Ein internationales Team von Forschern hat kürzlich eine neue Membran entwickelt, die sowohl Probleme, die durch direkten Hautkontakt entstehen, als auch Schweißverdünnung für Schweiß-Biosensoren abschwächt. Wie in der Biomikrofluidik diskutiert, ist die Membran hunderte Male besser als andere Methoden und hält bis zur wiederholten Verwendung.

"Die tägliche Anwendung der Schweißbiosensorik ist in Sicht, aber zuerst müssen wir einige Probleme lösen, einschließlich der Frage, wie man nützliche Proben erhält, wenn sich Patienten nicht anstrengen", sagte Phillip Simmers, ein Autor auf dem Papier. "Kontrollierte Dosierung ist sehr wichtig für die medizinische Gemeinschaft."

Iontophoretische Vorrichtungen, die sich auf die Membranarbeit des Teams stützen, indem sie eine kleine Spannung über die Haut ausüben, um ein geladenes Medikament durch die Epidermis zu leiten. Die meisten Schwitzstimulationsgeräte verwenden ein Stimulans, das in hohen Konzentrationen in einem Hydrogel gelöst ist, um sicherzustellen, dass die Dosierung aufrechterhalten werden kann.

Während Stimulanzien wie Carbachol nützlich sind, weil der Körper sie langsam metabolisiert, können sie nicht spezifisch auf Schweißdrüsen abzielen und ein potentielles Risiko darstellen, wenn ein zusätzliches Stimulans in den Körper eindringt. Wenn das Stimulans die Schweißproduktion aktiviert, macht es die resultierende Mischung aus Hydrogel und Schweiß nicht nur schwierig für das Stimulans, die Haut zu erreichen, sondern auch, dass der Biosensor den Schweiß genau ablesen kann.

"Eine der größten Herausforderungen bestand darin, dass wir, wenn wir schwitzen, aktiv Analyten an das Gel verlieren, was ein Problem ist, das nicht angesprochen wurde", sagte Simmers.

Simmers und sein Team konstruierten zunächst ein In-vitro-Modell, um zu bestimmen, welche im Handel erhältlichen Filtrationsmembranen am besten geeignet waren, die passive Diffusion von Carbachol zu begrenzen. Sie fanden heraus, dass die besten Membranen nanoskalige Poren hatten und nach 24 Stunden mehr als 90 Prozent ihrer anfänglichen Stimulanskonzentration behielten, während sie nur eine minimale Menge an Schweiß durchließen.

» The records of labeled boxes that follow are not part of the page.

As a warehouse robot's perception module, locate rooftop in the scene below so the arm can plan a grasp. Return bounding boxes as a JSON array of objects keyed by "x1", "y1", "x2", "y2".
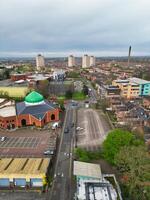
[
  {"x1": 25, "y1": 91, "x2": 44, "y2": 104},
  {"x1": 0, "y1": 105, "x2": 16, "y2": 117},
  {"x1": 0, "y1": 98, "x2": 16, "y2": 117},
  {"x1": 129, "y1": 77, "x2": 150, "y2": 84},
  {"x1": 74, "y1": 161, "x2": 102, "y2": 179},
  {"x1": 0, "y1": 158, "x2": 50, "y2": 178}
]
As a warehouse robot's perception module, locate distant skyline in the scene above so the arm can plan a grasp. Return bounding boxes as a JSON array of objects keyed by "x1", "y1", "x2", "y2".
[{"x1": 0, "y1": 0, "x2": 150, "y2": 57}]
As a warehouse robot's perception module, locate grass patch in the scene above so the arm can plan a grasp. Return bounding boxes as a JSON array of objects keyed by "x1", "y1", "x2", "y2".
[
  {"x1": 72, "y1": 92, "x2": 86, "y2": 100},
  {"x1": 57, "y1": 95, "x2": 66, "y2": 101},
  {"x1": 75, "y1": 148, "x2": 102, "y2": 162}
]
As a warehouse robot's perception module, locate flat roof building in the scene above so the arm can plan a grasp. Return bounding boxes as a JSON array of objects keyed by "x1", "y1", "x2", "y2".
[
  {"x1": 112, "y1": 77, "x2": 150, "y2": 99},
  {"x1": 36, "y1": 54, "x2": 45, "y2": 70},
  {"x1": 74, "y1": 161, "x2": 118, "y2": 200}
]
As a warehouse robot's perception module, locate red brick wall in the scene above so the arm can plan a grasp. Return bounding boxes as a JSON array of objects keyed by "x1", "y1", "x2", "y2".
[
  {"x1": 17, "y1": 115, "x2": 31, "y2": 127},
  {"x1": 11, "y1": 74, "x2": 27, "y2": 81},
  {"x1": 0, "y1": 109, "x2": 59, "y2": 129},
  {"x1": 0, "y1": 116, "x2": 17, "y2": 129}
]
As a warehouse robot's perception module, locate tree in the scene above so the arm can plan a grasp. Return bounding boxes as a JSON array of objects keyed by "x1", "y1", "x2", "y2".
[
  {"x1": 115, "y1": 145, "x2": 150, "y2": 200},
  {"x1": 36, "y1": 80, "x2": 49, "y2": 98},
  {"x1": 103, "y1": 129, "x2": 135, "y2": 164},
  {"x1": 82, "y1": 85, "x2": 89, "y2": 96},
  {"x1": 65, "y1": 90, "x2": 73, "y2": 99}
]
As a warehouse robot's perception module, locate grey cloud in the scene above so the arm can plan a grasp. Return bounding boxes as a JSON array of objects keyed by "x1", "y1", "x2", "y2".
[{"x1": 0, "y1": 0, "x2": 150, "y2": 55}]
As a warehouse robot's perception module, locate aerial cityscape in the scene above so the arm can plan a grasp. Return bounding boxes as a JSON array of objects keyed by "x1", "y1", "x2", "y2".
[{"x1": 0, "y1": 0, "x2": 150, "y2": 200}]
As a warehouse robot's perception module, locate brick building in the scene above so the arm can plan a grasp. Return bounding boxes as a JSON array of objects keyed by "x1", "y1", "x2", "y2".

Die Gruppe portierte diese Technologie dann auf zehn Zentimeter große Pflaster und testete sie an Patienten. Mit Bromphenol-Blau-Farbstoff und Silikonöl, das in Gegenwart von Schweiß seine Farbe verändert, konnten sie bestätigen, dass die früher bei ihren In-vitro-Experimenten identifizierten nanoskaligen Poren immer noch eine kontrollierte Dosierung liefern, die die menschliche Schweißreaktion induziert den Schweiß vom Stimulans isolieren.

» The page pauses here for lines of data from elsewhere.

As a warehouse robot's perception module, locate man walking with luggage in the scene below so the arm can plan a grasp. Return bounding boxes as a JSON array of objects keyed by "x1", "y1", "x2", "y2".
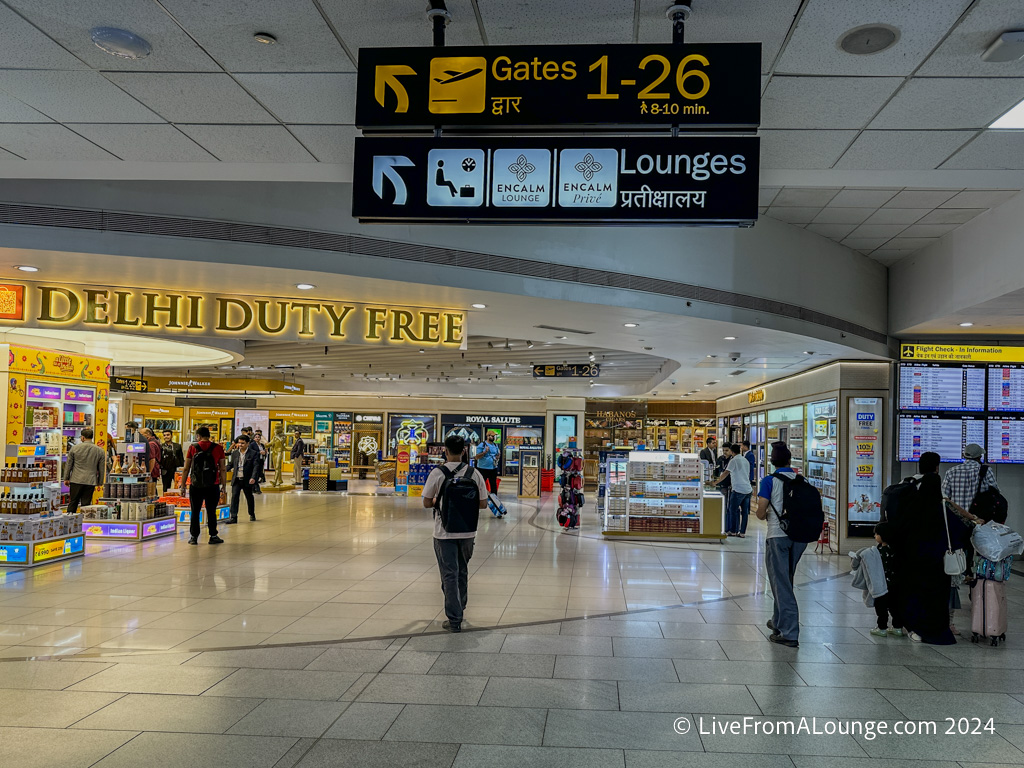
[
  {"x1": 423, "y1": 435, "x2": 487, "y2": 632},
  {"x1": 65, "y1": 427, "x2": 106, "y2": 515},
  {"x1": 755, "y1": 442, "x2": 807, "y2": 648}
]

Als nächstes hofft die Gruppe, ihre Ergebnisse in einen tragbaren Biosensor-Prototyp zu integrieren, den sie bereits entwickelt haben. Simmers sagte, er hoffe, dass die Ergebnisse des Papiers auch Interesse wecken werden, wie Membranmaterialien für solche Vorrichtungen besser hergestellt werden können.